Some techniques to use
try to avoid using react lifecycle hooks which run on each render.
try reducing any scripts runing on every render.
use componentWillReieveProps, but only if you gain, else point 1 can reduce gains also. Also, using this often can lead to non-maintainable code. Always validate the gains with react-perf tools, before making changes related to optimizations.
use throttling in chrome-dev-tools to create slow device enviroments, use javascript profiling to see which javascript methods took most time.
Try using redux with react, to manage state. Redux also has componentWillReieveProps thing implemented for connected components. So, using redux will help.
When using redux use an appropriate batching stategy. You can also use batch middleware in redux.
Also, similarly, in react try to do events in batched manner so as to reduce amount of time spent in react's renderings and diffing algorithms. Try clubing setStates in react or actions in redux to reduce react scripting time.
Always use appropriate throttling/debouncing techniques while implementing input controls, to get immediate response.

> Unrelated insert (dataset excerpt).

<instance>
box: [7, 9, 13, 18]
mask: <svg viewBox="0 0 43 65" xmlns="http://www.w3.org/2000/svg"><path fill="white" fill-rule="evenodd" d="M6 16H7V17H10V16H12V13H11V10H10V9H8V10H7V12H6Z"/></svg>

You can also use uncontrolled components to have immediate response, if your business logic allows. Idea is to not to run any javascript when user is typing or interacting with your page in any way, else he would notice the jank in devices particularly bad in computing power.
Your action handlers should not be lengthy. If lengthy, try to do them in chunks, asynchronously, with redux-actions or with just promises.
There is more to this list, but the problem is, react as a framewaork is pretty easy to get to work, initially, but sooner or later, any medium sized react app will run into these performance problems, as react's diffing and rendering logic incurs a lot of performance penalties in bad devices, as soon as app grows in size, only option is to get react-performance tools, also, into the build process, asap. This will let you validate and measure your improvements.